The one on Ponce in Coral Gables (!) is called THE KNITTING GARDEN and I can highly recommend it. They are kind, instructive, social and witty people. They welcome any level - knitter or crocheter - into their group. Movies - knit nights - social affairs - lovely groups of people. Their classes are also great. 

Then there is one more LYS further down Dixie Highway - just above (toward downtown Miami) - called TROPICAL KNITS. They are also great (just a bit farther for me to go). 

I went to A GOOD YARN - while visiting friends in Sarasota. I found them to be lovely people with a tendency to steer one toward expensive yarns (and those were not always marked for price). Sigh. Did find them helpful and they took their time with my purchase. They also have a great selection of yarns.

Hope this helps. Don't know of any in or really close to Aventura. The Gables one would be my recommendation...based on distance.


----------



## anetdeer (Jul 16, 2012)

ynotknit said:


> IMO, the BEST shop in Palm Beach County is Knitters Nook. Go to knittersnookflorida.com for directions. The owner is so nice. It's north of Aventura though, in Delray.


This shop would be about 30 - 45 mins from Aventura. It is a very nice shop and the people there are VERY NICE . On the other hand..don't bother with the Lake Worth shop. I live just around the corner from it & have stopped bothering to go inn. The people there seem annoyed. However, if you needlepoint, there is a shop in that same center that is awesome!


----------



## Riley (May 19, 2011)

I'm headed to Naples area next week. Any recommendations on yarn shops there? thanks, Riley


----------



## valleyview (Jun 27, 2012)

Hi Riley: I am leaving for Fort Myers Beach in Fla. It is about a half hr drive to Naples. I go to a knitting shop on #41. I can't remember the exact name,its a womans name beginning with S. ???????Knitting(seniors moment) When and if I remember I'll let you know. Take care. Sorry I'm not any more help. Sheila


----------



## Riley (May 19, 2011)

thanks Sheila,


----------



## MiamiKnitter (Sep 4, 2012)

For LYS in Coral Gables - go to THE KNITTING GARDEN - they just moved so they are at either 1923 OR 2716 Ponce de Leon Blvd, CG 33134 - phone 305-774-1060.

Also - ELEGANT STITCHES is a great LYS - in So Miami - 8841 SW 132 St. Phone 305-232-4005. These guys are great, too. 

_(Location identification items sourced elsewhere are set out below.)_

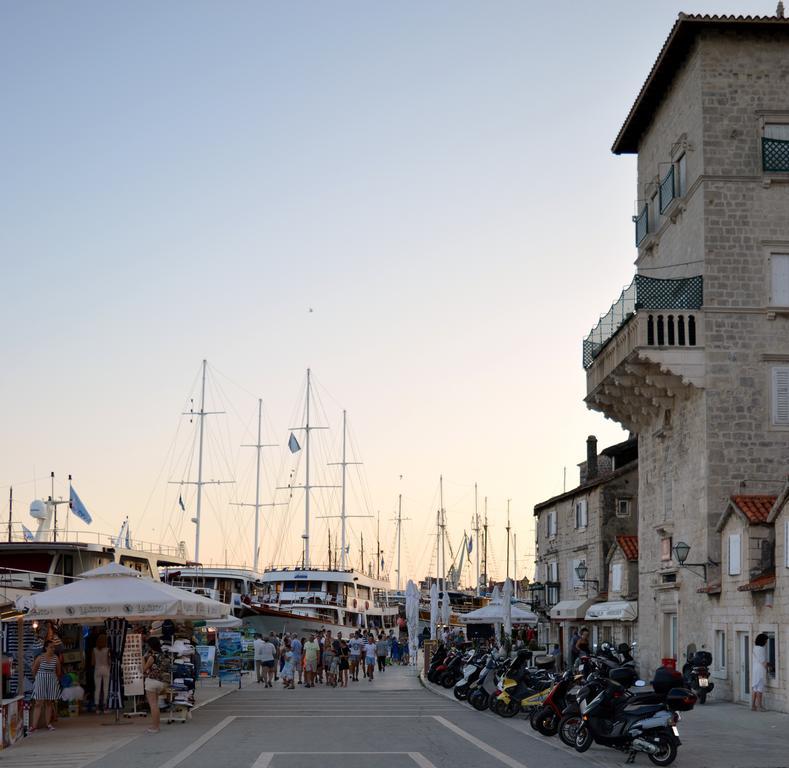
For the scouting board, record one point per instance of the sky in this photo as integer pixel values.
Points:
(416, 200)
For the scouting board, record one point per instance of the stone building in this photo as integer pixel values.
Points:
(694, 356)
(581, 527)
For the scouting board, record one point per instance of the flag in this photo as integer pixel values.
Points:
(78, 508)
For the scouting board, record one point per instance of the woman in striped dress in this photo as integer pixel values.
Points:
(46, 685)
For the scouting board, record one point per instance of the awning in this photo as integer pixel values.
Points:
(615, 610)
(570, 609)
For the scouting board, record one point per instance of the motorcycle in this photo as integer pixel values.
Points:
(696, 673)
(611, 719)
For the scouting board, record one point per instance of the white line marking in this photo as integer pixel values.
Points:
(421, 760)
(195, 745)
(500, 756)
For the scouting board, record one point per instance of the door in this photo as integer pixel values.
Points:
(743, 666)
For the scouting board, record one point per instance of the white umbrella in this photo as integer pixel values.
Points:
(412, 618)
(506, 599)
(114, 591)
(433, 609)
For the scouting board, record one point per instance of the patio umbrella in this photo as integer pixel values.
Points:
(433, 609)
(412, 618)
(114, 591)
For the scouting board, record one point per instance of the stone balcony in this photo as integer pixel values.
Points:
(638, 359)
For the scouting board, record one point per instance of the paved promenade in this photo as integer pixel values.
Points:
(394, 722)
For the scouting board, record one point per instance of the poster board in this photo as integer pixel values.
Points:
(230, 655)
(207, 660)
(133, 683)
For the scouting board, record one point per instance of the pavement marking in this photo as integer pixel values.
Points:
(492, 751)
(195, 745)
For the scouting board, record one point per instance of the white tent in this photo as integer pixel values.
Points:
(412, 618)
(433, 609)
(114, 591)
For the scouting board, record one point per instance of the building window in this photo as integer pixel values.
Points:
(780, 396)
(581, 513)
(719, 657)
(735, 565)
(779, 279)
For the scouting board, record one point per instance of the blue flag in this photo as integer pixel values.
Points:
(78, 508)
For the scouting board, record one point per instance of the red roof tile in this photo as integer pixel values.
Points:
(755, 508)
(629, 545)
(765, 581)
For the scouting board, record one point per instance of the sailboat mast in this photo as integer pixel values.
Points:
(201, 416)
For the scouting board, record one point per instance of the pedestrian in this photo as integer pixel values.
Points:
(311, 654)
(381, 652)
(759, 675)
(369, 657)
(101, 672)
(46, 685)
(156, 670)
(344, 663)
(355, 651)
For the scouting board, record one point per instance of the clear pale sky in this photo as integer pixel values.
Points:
(187, 179)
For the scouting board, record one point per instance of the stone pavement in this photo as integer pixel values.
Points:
(718, 734)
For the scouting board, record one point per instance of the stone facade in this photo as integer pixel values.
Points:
(710, 435)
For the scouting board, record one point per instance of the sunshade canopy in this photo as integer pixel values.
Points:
(114, 591)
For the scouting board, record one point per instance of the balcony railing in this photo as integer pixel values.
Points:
(667, 190)
(642, 225)
(655, 294)
(775, 155)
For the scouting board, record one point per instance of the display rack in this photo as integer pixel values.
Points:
(181, 689)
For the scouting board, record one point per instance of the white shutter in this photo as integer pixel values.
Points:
(779, 279)
(781, 397)
(616, 577)
(734, 555)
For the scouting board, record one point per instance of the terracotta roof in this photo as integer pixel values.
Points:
(755, 508)
(671, 57)
(765, 581)
(629, 545)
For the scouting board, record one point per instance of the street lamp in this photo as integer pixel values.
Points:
(681, 551)
(581, 570)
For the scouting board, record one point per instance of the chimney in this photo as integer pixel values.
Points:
(591, 458)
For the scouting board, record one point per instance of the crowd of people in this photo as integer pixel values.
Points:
(319, 658)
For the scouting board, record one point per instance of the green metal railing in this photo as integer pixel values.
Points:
(775, 155)
(648, 292)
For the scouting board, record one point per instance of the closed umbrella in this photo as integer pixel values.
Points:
(433, 609)
(412, 618)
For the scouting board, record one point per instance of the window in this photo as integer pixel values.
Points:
(779, 279)
(581, 513)
(780, 396)
(719, 655)
(735, 567)
(616, 577)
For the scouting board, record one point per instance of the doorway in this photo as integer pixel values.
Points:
(744, 666)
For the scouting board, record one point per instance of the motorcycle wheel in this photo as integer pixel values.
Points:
(668, 751)
(479, 700)
(568, 726)
(546, 721)
(583, 739)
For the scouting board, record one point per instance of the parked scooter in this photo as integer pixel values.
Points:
(696, 673)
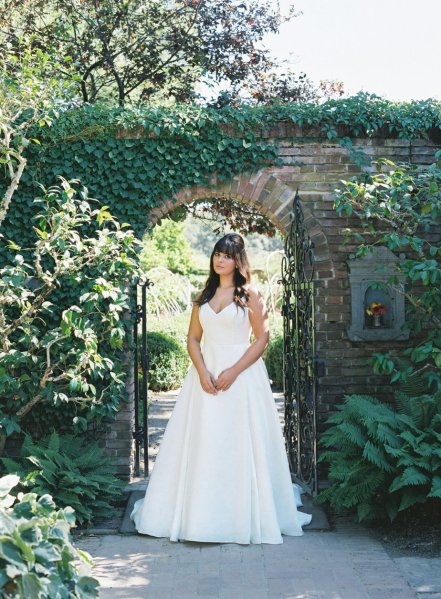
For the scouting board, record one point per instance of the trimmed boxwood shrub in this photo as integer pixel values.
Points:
(274, 361)
(168, 362)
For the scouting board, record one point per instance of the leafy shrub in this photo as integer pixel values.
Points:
(383, 460)
(37, 558)
(168, 362)
(274, 361)
(399, 207)
(76, 472)
(51, 356)
(176, 327)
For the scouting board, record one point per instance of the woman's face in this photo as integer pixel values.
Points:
(223, 264)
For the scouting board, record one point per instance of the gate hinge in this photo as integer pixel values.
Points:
(319, 364)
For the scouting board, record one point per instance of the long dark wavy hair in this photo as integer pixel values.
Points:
(233, 245)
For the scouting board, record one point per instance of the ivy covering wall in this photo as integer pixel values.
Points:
(134, 159)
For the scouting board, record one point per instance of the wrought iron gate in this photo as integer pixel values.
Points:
(299, 360)
(140, 364)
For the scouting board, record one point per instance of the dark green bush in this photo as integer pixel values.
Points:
(168, 362)
(274, 361)
(74, 471)
(383, 460)
(37, 558)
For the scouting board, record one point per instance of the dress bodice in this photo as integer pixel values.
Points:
(230, 326)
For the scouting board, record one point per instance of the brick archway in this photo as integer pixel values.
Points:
(272, 196)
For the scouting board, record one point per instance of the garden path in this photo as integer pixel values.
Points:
(346, 562)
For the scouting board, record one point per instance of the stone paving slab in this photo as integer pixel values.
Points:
(343, 564)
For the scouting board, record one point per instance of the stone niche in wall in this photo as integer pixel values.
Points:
(372, 291)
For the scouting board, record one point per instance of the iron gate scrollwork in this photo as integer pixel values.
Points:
(300, 384)
(140, 363)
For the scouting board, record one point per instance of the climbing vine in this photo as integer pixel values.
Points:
(134, 159)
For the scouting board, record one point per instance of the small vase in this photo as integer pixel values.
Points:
(377, 320)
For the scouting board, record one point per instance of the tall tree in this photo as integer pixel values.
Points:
(147, 49)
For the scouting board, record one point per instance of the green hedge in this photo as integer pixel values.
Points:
(168, 362)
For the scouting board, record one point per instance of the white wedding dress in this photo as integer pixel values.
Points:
(221, 474)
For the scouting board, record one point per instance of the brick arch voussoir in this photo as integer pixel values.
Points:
(265, 191)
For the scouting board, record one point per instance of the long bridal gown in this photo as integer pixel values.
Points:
(221, 473)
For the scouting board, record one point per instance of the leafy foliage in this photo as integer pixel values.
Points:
(73, 470)
(37, 558)
(167, 247)
(144, 49)
(28, 99)
(133, 160)
(55, 356)
(383, 460)
(168, 362)
(399, 206)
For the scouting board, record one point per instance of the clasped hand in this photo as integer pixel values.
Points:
(223, 382)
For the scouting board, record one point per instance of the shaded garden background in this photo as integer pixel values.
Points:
(71, 89)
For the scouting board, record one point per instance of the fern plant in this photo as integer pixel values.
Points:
(383, 460)
(74, 471)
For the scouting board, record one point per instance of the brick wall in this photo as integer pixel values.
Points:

Love both these stores. Great personnel - helpful. Well stocked stores. Wonderful classes. Check them out on the internet. Good websites.


----------



## valleyview (Jun 27, 2012)

Hi Riley: My brain is working now. The shop is Nancy's knitting. Ive always found them to be very he3lpful na a wonderful selection yarn. Take Care Sheila


----------



## valleyview (Jun 27, 2012)

sorry about the spelling mistakes. sm


----------



## Riley (May 19, 2011)

thanks, Sheila......take care and have fun, Riley


----------



## RoseB13 (Nov 5, 2019)

[No message]


----------



## KeiraC48 (Nov 5, 2019)

[No message]


----------